ASHA family in India

Over the next three weeks I was blessed to be immersed in the culture in several cities by staying with friends of friends whom I traveled with on this journey. In India food is a love language. I gained so much knowledge about the food, the land, and the people. And I gained some weight as well!

Indian garden along the river

We visited sacred sites and temples of worship as well as old and new shopping malls. The final week we attended a destination wedding in Goa. This traditional Indian wedding was both impressive and exhausting. Three full days of rituals, ceremonies, dance performances, and endless amounts of food, drink, love, and laughter. During the final events my friend leaned in and said, “Now you know why Indians don’t get divorced!”

Most of us look forward to taking time off or taking a vacation to recuperate and break up the monotony of our busy work lives. When we do, we come back refreshed and often with a brand new perspective. It was certainly true for me as I saw first-hand how patriarchal structures still stifle the education and freedom of women and girls in India. For all the faults we may find with our country, it was eye-opening to see clearly how much there is to be proud of in the progress we have made as a nation on issues of inequality and education. Of course there is much more work to do. Yet we can and should be grateful for what we have. 

Couples may sometimes need a similar “time off” to take a break in the relationship, and come back with a renewed sense of gratitude and a fresh perspective.

Not every relationship is perfect. If you find you have deeper, underlying issues which each partner needs to address, sometimes a full reset is what is required. Taking a break may allow both partners to gain more perspective. It can be easy to point fingers and blame one another for these issues. However, a healthy break gives each person time to take inventory on their contribution to the relationship as a whole. This is sometimes called a healing separation. 

A break may be needed due to both partners feeling as though they spend too much time around each other. This is quite common, as some couples may begin to feel smothered or lose their sense of individuality because of the excessive amount of time spent with one another. A healthy break can help reestablish each partner’s individual identity. 

Breaks can also be beneficial if partners feel that they can’t provide enough emotional support at the time. Perhaps their other priorities take away from the ability to give consistent emotional availability. Regardless of the reason, here are some guidelines to follow for couples wanting to take a healthy break in their relationships.

Agree Upon Rules

Couples should always set rules as to what is expected of each person during this separation. These rules may include that neither partner engages in dating other people and making a commitment solely to focus on self-improvement. A healthy break is primarily so that couples can try to become better individuals, making their union healthier as a result. By setting clear rules, neither partner will be crossing any boundaries that could potentially jeopardize the future of their relationship.

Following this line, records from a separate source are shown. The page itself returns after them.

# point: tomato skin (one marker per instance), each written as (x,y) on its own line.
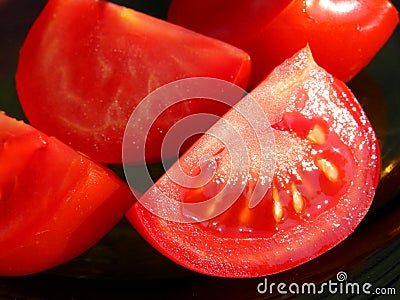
(54,202)
(85,65)
(343,35)
(296,87)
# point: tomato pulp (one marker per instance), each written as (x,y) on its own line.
(55,203)
(85,65)
(323,182)
(343,35)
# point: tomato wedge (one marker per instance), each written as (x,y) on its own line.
(55,203)
(323,182)
(85,65)
(343,35)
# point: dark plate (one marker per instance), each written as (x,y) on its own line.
(123,266)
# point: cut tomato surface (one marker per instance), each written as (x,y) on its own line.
(85,65)
(315,194)
(343,35)
(55,203)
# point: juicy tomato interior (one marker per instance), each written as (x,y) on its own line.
(321,186)
(85,65)
(55,203)
(300,191)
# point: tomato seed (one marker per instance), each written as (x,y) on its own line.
(298,202)
(328,168)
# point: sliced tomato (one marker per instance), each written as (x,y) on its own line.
(326,172)
(343,35)
(85,65)
(55,203)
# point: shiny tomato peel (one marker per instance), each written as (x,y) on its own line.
(55,203)
(343,35)
(85,65)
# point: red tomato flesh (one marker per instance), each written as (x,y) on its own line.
(326,172)
(55,203)
(343,35)
(85,65)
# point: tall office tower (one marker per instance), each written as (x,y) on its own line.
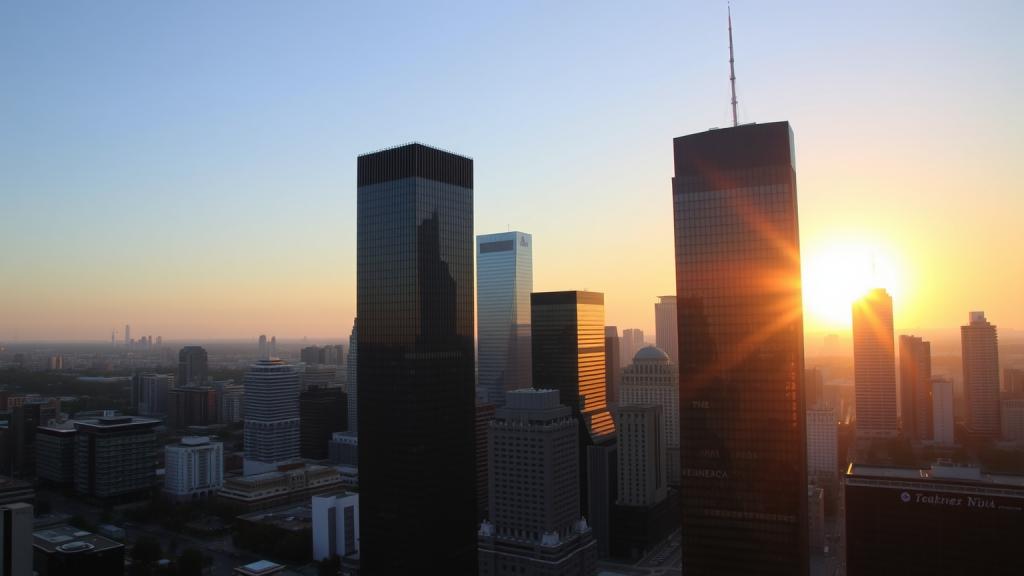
(484,413)
(271,428)
(568,357)
(667,327)
(416,362)
(942,412)
(351,380)
(822,447)
(875,365)
(192,366)
(632,341)
(652,378)
(504,281)
(915,386)
(320,408)
(612,364)
(740,352)
(980,355)
(536,526)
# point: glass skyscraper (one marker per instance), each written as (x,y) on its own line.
(416,362)
(504,281)
(740,353)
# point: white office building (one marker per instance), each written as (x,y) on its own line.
(195,468)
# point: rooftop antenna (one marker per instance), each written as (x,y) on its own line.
(732,73)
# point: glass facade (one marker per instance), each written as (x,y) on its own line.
(504,281)
(742,443)
(416,362)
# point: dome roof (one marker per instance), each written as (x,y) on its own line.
(650,353)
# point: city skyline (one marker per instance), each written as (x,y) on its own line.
(240,156)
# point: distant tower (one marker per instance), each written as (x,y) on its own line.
(875,365)
(271,427)
(666,327)
(504,281)
(980,348)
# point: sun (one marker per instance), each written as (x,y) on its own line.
(836,275)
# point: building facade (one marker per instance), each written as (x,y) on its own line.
(504,281)
(415,295)
(271,425)
(536,526)
(875,365)
(980,346)
(742,442)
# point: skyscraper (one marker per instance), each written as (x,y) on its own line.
(915,386)
(875,365)
(980,347)
(271,427)
(192,366)
(416,362)
(740,352)
(666,327)
(504,281)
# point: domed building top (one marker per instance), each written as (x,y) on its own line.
(650,353)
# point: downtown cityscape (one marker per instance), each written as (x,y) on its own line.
(605,334)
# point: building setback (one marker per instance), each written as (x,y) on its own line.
(415,295)
(742,442)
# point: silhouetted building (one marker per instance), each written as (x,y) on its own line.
(981,375)
(740,352)
(946,520)
(915,386)
(416,362)
(612,364)
(504,281)
(323,411)
(536,526)
(875,365)
(192,366)
(667,327)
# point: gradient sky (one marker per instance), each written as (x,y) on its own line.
(189,167)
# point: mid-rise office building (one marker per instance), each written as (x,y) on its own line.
(667,327)
(115,459)
(980,347)
(946,520)
(875,365)
(504,281)
(192,366)
(612,364)
(652,378)
(195,468)
(415,295)
(915,386)
(742,442)
(323,411)
(271,428)
(536,525)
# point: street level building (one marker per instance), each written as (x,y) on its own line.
(742,442)
(946,520)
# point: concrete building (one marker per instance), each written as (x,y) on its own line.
(271,428)
(336,525)
(980,348)
(536,526)
(667,327)
(15,539)
(194,468)
(652,378)
(875,365)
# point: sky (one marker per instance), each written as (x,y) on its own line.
(188,168)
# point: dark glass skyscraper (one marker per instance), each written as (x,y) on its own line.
(415,361)
(740,353)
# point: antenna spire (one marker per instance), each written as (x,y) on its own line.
(732,73)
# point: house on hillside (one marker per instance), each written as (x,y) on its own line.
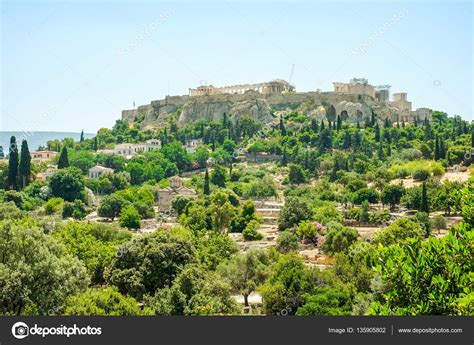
(175,189)
(98,171)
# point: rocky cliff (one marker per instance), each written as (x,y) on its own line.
(321,105)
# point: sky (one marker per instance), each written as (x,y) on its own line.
(73,65)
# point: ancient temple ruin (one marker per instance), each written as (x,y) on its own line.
(274,86)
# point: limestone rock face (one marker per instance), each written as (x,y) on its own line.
(319,105)
(211,108)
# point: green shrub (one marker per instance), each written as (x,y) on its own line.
(250,232)
(438,222)
(287,242)
(421,174)
(338,238)
(53,205)
(130,218)
(398,232)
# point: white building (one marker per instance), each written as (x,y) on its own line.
(192,144)
(98,171)
(129,150)
(42,156)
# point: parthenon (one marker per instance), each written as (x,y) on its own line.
(274,86)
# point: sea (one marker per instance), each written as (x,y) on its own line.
(37,139)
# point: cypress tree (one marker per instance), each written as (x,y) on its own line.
(95,144)
(442,149)
(472,135)
(282,126)
(25,163)
(284,159)
(424,205)
(224,120)
(372,119)
(63,161)
(377,132)
(207,190)
(380,154)
(12,164)
(314,125)
(437,151)
(347,140)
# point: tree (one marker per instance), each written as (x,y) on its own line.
(294,211)
(296,174)
(68,184)
(195,291)
(63,161)
(222,211)
(391,195)
(207,190)
(287,242)
(94,244)
(104,302)
(338,238)
(130,218)
(365,194)
(472,136)
(282,127)
(284,290)
(442,287)
(398,232)
(111,206)
(326,301)
(364,212)
(180,203)
(245,272)
(218,176)
(36,273)
(12,182)
(437,149)
(150,262)
(76,209)
(339,122)
(424,207)
(250,233)
(24,170)
(325,140)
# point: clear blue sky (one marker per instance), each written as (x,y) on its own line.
(75,65)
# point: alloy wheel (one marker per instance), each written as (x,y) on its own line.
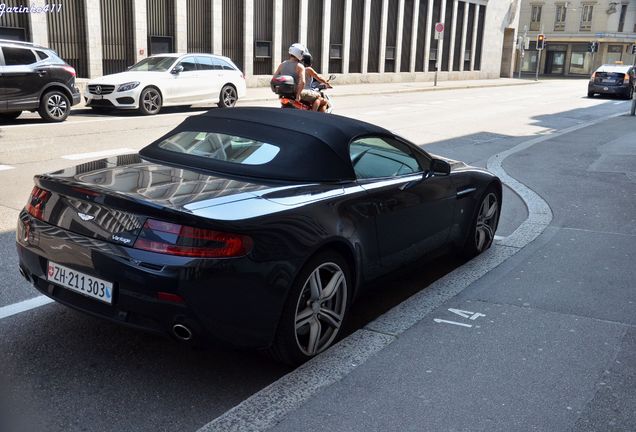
(151,101)
(56,106)
(487,219)
(321,308)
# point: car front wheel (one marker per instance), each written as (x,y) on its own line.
(150,101)
(228,97)
(315,309)
(54,106)
(484,224)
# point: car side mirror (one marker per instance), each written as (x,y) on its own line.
(440,167)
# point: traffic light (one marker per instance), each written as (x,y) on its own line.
(540,41)
(593,47)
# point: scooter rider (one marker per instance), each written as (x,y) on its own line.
(294,67)
(309,94)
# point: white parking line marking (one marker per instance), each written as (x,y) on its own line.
(97,120)
(439,321)
(102,153)
(23,306)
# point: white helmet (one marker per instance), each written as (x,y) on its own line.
(297,50)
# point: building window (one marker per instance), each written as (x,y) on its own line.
(389,53)
(614,54)
(535,18)
(262,49)
(335,51)
(559,18)
(621,20)
(586,18)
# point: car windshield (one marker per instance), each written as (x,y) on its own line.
(218,146)
(154,64)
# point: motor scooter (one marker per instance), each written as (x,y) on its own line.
(284,86)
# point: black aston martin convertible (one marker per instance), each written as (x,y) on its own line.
(254,226)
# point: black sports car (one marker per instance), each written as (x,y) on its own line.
(254,226)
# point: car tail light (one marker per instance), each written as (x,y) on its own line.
(182,240)
(37,201)
(70,70)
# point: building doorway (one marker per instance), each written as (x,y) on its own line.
(555,62)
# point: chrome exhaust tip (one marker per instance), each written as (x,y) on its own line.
(182,332)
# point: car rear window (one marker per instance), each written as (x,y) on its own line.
(18,56)
(222,147)
(42,54)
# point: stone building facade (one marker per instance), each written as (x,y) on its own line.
(570,27)
(364,40)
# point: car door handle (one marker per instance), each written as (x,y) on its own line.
(465,191)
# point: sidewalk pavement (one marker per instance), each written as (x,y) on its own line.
(546,341)
(258,94)
(255,94)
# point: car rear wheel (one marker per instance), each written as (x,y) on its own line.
(10,116)
(150,101)
(315,309)
(54,106)
(228,97)
(484,224)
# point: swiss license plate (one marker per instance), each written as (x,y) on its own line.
(80,282)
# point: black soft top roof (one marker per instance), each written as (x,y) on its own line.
(313,146)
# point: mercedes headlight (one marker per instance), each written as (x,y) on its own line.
(128,86)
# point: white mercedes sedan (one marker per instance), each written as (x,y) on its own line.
(168,80)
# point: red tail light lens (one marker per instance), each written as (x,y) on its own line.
(37,201)
(181,240)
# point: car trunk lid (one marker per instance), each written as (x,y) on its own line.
(112,198)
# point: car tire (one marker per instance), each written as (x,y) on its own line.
(54,106)
(227,97)
(150,101)
(315,309)
(10,115)
(484,223)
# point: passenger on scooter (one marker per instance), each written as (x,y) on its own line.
(309,94)
(294,67)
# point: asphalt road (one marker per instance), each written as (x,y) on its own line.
(61,370)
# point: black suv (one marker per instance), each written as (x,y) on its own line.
(35,78)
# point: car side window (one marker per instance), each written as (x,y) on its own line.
(189,64)
(18,56)
(222,65)
(375,157)
(205,63)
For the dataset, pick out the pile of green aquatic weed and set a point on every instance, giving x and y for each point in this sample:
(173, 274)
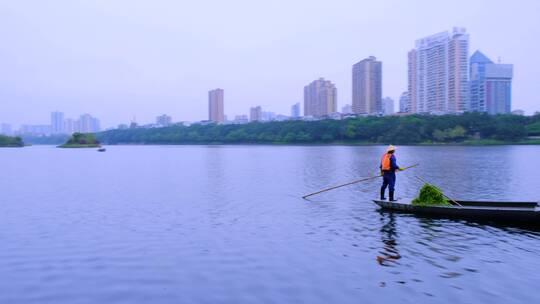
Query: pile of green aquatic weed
(430, 196)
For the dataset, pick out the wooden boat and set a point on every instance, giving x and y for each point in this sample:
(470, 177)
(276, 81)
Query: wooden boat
(526, 213)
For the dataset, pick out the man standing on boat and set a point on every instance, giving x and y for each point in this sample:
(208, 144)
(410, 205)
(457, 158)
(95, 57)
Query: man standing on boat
(388, 171)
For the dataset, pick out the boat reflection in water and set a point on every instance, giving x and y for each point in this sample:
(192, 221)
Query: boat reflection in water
(389, 254)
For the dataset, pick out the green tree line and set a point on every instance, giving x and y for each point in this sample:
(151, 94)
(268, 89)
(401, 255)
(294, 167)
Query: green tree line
(413, 129)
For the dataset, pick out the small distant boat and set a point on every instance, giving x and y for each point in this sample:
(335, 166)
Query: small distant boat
(525, 213)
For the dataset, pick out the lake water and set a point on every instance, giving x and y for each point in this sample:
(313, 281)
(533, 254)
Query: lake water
(226, 224)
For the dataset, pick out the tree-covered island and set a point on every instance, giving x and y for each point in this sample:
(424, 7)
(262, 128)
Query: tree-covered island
(8, 141)
(81, 140)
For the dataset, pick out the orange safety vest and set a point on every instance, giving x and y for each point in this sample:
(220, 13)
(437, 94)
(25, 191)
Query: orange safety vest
(386, 163)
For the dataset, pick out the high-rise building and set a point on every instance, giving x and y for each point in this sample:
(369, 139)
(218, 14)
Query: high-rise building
(163, 120)
(367, 86)
(268, 116)
(255, 113)
(57, 122)
(241, 119)
(346, 109)
(216, 111)
(320, 98)
(388, 106)
(87, 124)
(404, 103)
(295, 110)
(438, 75)
(5, 129)
(490, 85)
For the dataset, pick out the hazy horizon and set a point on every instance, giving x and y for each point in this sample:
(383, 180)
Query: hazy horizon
(124, 59)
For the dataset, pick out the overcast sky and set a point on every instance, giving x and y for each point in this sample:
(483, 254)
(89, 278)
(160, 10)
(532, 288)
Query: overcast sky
(119, 59)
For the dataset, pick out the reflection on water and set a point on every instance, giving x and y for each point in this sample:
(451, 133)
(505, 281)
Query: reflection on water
(389, 254)
(226, 224)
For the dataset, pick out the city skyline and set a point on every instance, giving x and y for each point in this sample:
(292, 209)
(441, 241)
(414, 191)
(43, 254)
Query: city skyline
(105, 75)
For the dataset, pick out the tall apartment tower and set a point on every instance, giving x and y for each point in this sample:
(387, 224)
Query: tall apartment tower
(215, 106)
(320, 98)
(404, 102)
(367, 86)
(295, 110)
(57, 122)
(491, 85)
(438, 73)
(255, 113)
(388, 106)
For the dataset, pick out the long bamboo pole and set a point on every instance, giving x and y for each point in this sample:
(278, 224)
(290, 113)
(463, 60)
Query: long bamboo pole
(350, 183)
(452, 200)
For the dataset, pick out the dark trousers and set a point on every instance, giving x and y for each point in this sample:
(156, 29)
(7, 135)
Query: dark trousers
(389, 180)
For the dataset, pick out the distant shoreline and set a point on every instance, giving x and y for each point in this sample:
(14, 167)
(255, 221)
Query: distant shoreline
(470, 143)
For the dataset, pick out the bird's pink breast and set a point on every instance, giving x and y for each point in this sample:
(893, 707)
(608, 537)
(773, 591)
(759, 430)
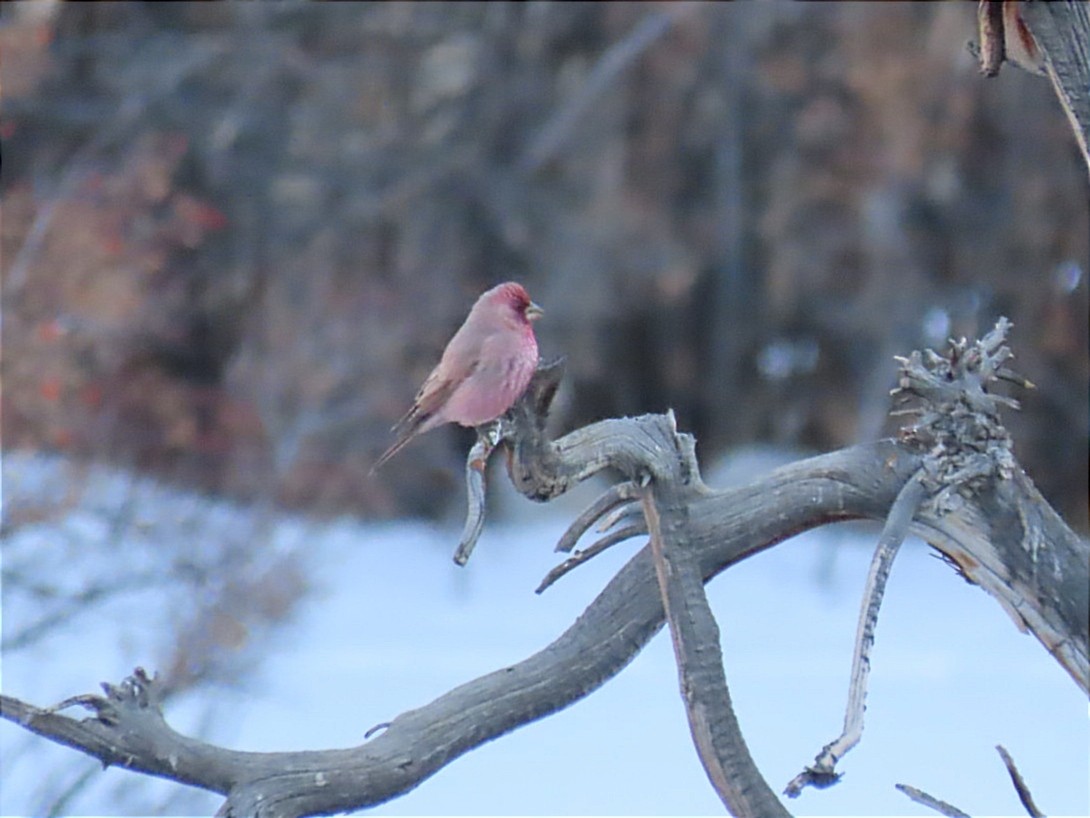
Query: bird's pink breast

Establish the Reason and Goal

A reason why you want to take a break and an end goal should be established to make the most out of time away from one another. Assess what changes need to be made. For instance, if one partner needs to work on emotional trauma tied to their childhood or past relationships, this should be emphasized during the discussion of a break. Also, a plan of action to accomplish these goals needs to be addressed. For example, if a partner needs help with their mental health, then this conversation should also include a plan to schedule time with a therapist.

Set a Deadline

A healthy break means that the time away is relatively short. Both parties should set a time-frame that they can agree upon. This gives each individual a reasonable amount of time to figure out exactly how they feel, address the things they need to change, and what should happen next. Healthy breaks typically last for a couple of weeks to a month or so.

Whether you choose to push the reset button or not, being honest about where you are in the relationship and prioritizing its health is essential for the long-term.